Ontario Law Could Force Builders to Include Affordable Housing in New Developments

You can stop telling your friends that you “didn’t want to buy a house in Toronto, anyway.”

That’s because you might actually be able to afford one now. As part of Ontario’s affordable housing plan, the government is hoping to introduce new legislation so that cities will be given the power to make builders include affordable housing options when they build their new residential projects.

Following the green-lighting of the “inclusionary zoning” scheme, developers would be required to set aside a certain percentage of their buildings to moderate-low income properties if the proposed law passes.

The move has the potential to create thousands of new housing units, meaning that millennials looking to buy a place may be able to afford one closer to downtown instead of being forced out into the suburbs as property companies sell exorbitantly priced condos to the highest bidders.

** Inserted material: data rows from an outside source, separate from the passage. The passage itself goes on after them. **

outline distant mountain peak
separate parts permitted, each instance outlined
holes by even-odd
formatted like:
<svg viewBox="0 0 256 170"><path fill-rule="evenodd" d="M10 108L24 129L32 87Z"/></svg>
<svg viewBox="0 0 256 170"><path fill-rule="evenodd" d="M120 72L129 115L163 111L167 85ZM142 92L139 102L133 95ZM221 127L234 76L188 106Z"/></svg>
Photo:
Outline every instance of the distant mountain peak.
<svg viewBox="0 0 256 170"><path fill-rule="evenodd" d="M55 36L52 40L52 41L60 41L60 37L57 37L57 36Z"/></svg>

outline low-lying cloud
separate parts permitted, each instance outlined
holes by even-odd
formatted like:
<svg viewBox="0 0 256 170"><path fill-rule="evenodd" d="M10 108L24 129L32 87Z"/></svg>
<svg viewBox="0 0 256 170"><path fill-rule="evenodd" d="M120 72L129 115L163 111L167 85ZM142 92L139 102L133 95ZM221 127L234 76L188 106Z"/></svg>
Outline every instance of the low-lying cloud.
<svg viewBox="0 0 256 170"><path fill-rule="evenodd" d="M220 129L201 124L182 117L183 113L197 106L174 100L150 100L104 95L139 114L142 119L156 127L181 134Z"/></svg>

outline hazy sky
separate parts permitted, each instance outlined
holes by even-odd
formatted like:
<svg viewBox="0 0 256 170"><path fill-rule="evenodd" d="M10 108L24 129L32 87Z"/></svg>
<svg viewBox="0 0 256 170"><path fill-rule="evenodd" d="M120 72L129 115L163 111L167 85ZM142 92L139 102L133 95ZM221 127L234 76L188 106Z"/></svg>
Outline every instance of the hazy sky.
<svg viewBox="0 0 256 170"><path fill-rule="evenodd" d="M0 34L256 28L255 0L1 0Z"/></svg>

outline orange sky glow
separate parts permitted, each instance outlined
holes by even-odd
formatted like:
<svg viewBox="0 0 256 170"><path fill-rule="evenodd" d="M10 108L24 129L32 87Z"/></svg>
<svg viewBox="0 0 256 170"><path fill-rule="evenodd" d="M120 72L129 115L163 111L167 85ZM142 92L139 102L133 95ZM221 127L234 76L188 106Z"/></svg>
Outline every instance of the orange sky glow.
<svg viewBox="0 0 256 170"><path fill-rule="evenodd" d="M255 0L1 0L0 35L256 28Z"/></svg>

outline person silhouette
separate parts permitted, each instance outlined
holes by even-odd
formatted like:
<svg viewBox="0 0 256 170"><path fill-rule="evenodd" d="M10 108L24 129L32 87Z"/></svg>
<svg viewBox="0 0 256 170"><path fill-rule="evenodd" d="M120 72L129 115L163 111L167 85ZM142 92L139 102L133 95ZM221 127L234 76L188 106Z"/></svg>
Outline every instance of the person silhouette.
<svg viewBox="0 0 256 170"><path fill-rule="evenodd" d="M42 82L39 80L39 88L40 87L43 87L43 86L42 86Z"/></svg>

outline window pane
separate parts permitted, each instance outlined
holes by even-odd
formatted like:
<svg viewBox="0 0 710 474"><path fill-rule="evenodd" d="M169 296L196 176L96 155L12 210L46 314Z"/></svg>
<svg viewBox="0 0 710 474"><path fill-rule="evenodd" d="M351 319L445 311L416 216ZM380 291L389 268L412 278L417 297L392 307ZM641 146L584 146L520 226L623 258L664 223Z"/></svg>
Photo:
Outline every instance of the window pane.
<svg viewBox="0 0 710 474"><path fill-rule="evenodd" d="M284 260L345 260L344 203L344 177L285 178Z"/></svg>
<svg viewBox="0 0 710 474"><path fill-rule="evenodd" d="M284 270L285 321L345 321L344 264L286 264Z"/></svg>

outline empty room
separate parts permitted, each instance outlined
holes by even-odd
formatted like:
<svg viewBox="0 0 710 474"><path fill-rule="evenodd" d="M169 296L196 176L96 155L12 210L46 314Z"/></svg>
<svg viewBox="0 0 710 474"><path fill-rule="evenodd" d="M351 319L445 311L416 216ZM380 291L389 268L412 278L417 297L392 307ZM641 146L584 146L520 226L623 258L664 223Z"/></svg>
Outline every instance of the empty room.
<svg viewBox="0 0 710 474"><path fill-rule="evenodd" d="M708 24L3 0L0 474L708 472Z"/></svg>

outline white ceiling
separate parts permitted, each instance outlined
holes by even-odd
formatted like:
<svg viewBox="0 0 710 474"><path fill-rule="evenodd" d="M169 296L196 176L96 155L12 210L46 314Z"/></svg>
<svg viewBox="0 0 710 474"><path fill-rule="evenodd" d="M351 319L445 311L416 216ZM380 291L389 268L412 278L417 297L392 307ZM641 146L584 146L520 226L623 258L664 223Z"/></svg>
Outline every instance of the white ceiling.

Social Planning Toronto believe that the inclusionary zoning could create between 1,000 and 1,200 affordable homes (to be owned or rented) in the city every year – none of which would cost the public a dime.

For over a decade the city has been seeking this measure. Instead of an estimated 12,000 units that could have been built, according to Chief Planner Jennifer Keesmat, fewer than 3,700 have been added since 2010.

While some are concerned that inclusionary zoning would push up the price of new homes and saddle homeowners with debt, studies in the U.S – where they have had such measures since the 1970s – show that this isn’t the case.

Provinces will make the zoning system available to the municipalities who want it.